Jason never made it past pre-algebra. But after a mugging he suddenly understood the theories behind complex math and physics. He was just never exposed to the things he now knew — his abilities were not old memories of prior teachings suddenly freed up. There were no such memories. He was arriving independently at great truths. He saw geometric forms everywhere from the synesthesia he also acquired from his injuries and meticulously drew the patterns. He never was able to sketch anything well before, but now crystalline grids flew out of his pencil lead and helped him solve math problems.
Jason has since submitted to several brain scans when I requested that Dr. Berit Brogaard, a fellow synesthete and conference colleague, study him. They confirmed his gifts.

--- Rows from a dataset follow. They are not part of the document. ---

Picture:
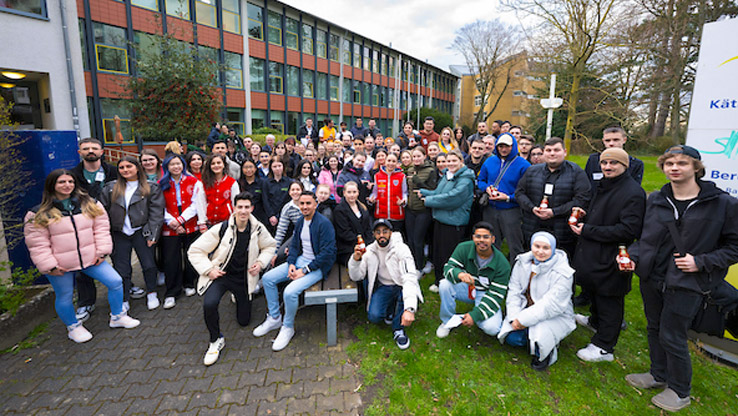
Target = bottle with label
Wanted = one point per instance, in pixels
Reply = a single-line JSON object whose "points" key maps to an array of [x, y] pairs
{"points": [[360, 242], [544, 202]]}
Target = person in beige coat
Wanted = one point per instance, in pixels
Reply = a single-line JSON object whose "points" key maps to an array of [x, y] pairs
{"points": [[239, 254]]}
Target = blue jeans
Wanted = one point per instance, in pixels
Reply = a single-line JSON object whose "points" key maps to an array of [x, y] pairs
{"points": [[451, 292], [291, 293], [385, 301], [64, 289]]}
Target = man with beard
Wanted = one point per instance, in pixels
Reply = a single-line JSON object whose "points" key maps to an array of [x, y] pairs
{"points": [[90, 174], [392, 287]]}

The “Dean of Savants,” Darold Treffert, above with Jason today, who treated Kim Peek (the inspiration for the savant character in the movie Rain Man) also examined Jason during a trip we made to his office in Wisconsin and contends that nothing was added or created when he was injured. Rather innate, dormant skills he calls “factory-installed software” or “genetic memory” were released.

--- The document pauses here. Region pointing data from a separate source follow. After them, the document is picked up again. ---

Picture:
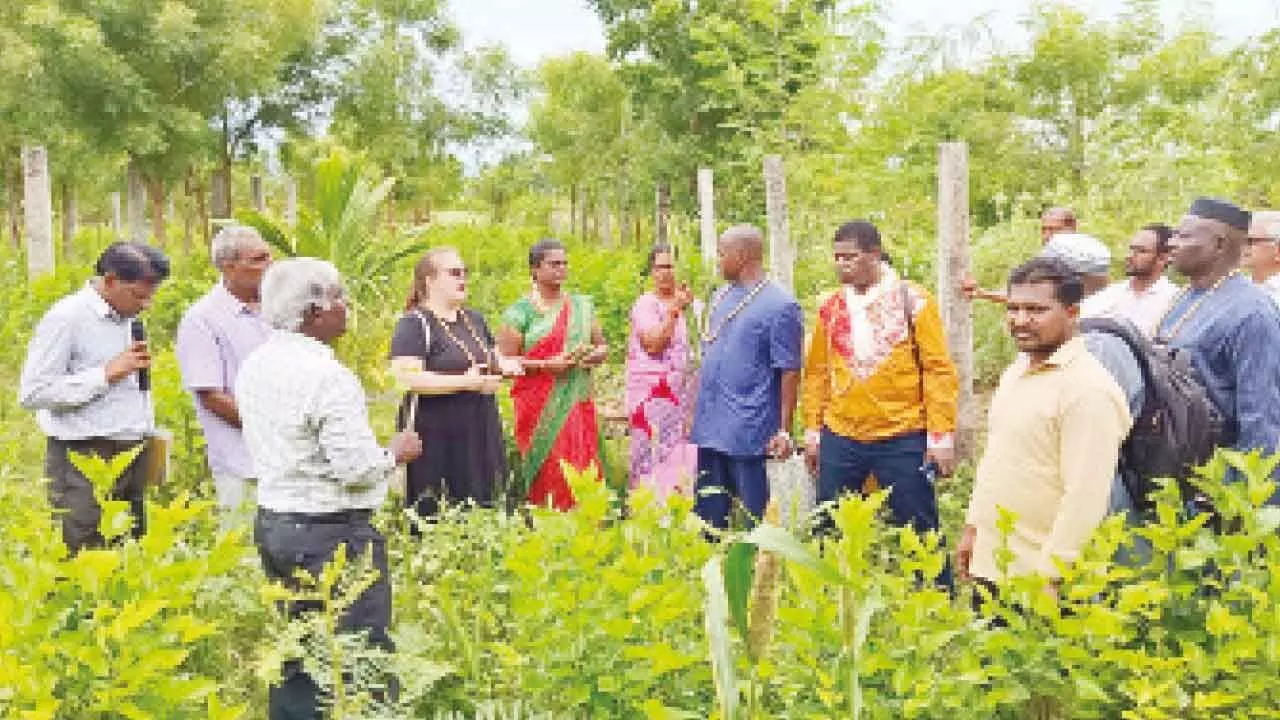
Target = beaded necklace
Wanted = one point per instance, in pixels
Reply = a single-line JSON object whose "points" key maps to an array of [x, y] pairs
{"points": [[1187, 315], [709, 337]]}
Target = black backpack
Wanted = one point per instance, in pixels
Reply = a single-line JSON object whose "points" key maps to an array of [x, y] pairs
{"points": [[1179, 425]]}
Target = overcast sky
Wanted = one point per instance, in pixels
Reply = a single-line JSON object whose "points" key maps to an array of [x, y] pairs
{"points": [[536, 28]]}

And Dr. Allan Snyder told me he considers Jason living proof of his own similar theories of dormant potentials. Dr. Snyder has invented a “Creativity Cap” which induces savant-like states in ordinary people. Put on the cap, a trans cranial magnetic stimulator, and suddenly go from drawing stick figures to beautifully rendered drawings. Take it off, and 45 minutes later, you’re “normal” again.
Jason’s case is one for the ages. Doctors say that our minds are usually “under the tyranny” of the left hemisphere of the brain and don’t perform at the levels seen when brains are sometimes diseased or injured, like Jason’s. Could we one day unlock the secrets of all our inner geniuses?

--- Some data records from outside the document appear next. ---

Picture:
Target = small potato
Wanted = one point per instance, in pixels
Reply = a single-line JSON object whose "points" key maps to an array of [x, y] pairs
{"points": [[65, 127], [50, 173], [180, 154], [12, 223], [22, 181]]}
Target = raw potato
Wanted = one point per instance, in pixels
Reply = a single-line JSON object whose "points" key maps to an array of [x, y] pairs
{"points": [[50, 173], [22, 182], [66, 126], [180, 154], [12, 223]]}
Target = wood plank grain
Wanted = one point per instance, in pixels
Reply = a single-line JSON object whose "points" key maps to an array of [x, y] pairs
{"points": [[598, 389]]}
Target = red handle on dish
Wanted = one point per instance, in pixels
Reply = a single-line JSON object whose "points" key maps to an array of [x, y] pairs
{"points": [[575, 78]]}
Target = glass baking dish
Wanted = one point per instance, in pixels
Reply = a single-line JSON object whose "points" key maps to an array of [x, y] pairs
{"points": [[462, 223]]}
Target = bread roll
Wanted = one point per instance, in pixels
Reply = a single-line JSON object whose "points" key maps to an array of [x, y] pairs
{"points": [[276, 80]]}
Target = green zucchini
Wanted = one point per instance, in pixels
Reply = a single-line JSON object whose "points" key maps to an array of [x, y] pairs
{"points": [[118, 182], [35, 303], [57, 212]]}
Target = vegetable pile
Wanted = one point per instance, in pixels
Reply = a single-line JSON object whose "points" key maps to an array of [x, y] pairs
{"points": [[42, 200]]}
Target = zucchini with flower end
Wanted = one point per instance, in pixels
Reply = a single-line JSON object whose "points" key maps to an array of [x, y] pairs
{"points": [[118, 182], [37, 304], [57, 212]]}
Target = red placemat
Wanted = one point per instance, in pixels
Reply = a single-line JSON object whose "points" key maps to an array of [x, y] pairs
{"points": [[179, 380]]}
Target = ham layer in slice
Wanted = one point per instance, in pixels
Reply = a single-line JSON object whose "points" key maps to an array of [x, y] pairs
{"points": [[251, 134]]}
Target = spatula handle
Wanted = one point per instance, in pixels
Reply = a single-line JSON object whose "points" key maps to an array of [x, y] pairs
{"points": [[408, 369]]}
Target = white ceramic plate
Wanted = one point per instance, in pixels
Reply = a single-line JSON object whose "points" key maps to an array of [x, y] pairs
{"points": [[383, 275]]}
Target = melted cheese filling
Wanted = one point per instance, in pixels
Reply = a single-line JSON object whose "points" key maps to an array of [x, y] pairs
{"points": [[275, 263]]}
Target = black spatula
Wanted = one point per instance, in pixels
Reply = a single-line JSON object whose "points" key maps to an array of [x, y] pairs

The co-chair of President Barack Obama’s new BRAIN Initiative (Brain Research Through Advancing Innovative Neurotechnologies) Dr. William Newsome of Stanford University told me that Jason’s case may be crucial in the next generation of research.
“Jason’s case — and other cases like his, in which individuals develop new and specialized cognitive capabilities after brain injury — will be important sources of insight for us as we move forward with the BRAIN initiative,” said Dr. Newsome. “It has long been the case that individuals who experience dramatic change in their conscious experience or behavior after an injury have taught us new things about the way the brain works.” He explained that in the 19th century, we learned about the role of the frontal cortex in cognitive control, planning and emotional regulation from a man named Phineas Gage, who suffered a traumatic brain injury when an iron rod was driven through his head in a construction accident.
“In the latter half of the 20th century, our understanding about the way human memory works was radically changed by a man who had experimental surgery to relieve epilepsy, which left him unable to form new short-term memories while his pre-surgery long-term memories remained intact.”
And he believes that we will continue to learn more about how the brain works from individuals who are recovering from brain injury today.
“Modern medicine has given us incredible opportunities to aid the recovery of people who have suffered traumatic injuries, and new technologies in neuroscience will help us visualize and understand what has really happened in their brains. Extraordinary clinical cases like Jason’s, especially when examined using some of these new technologies, could give us insights into the brain that we would otherwise never have access to.”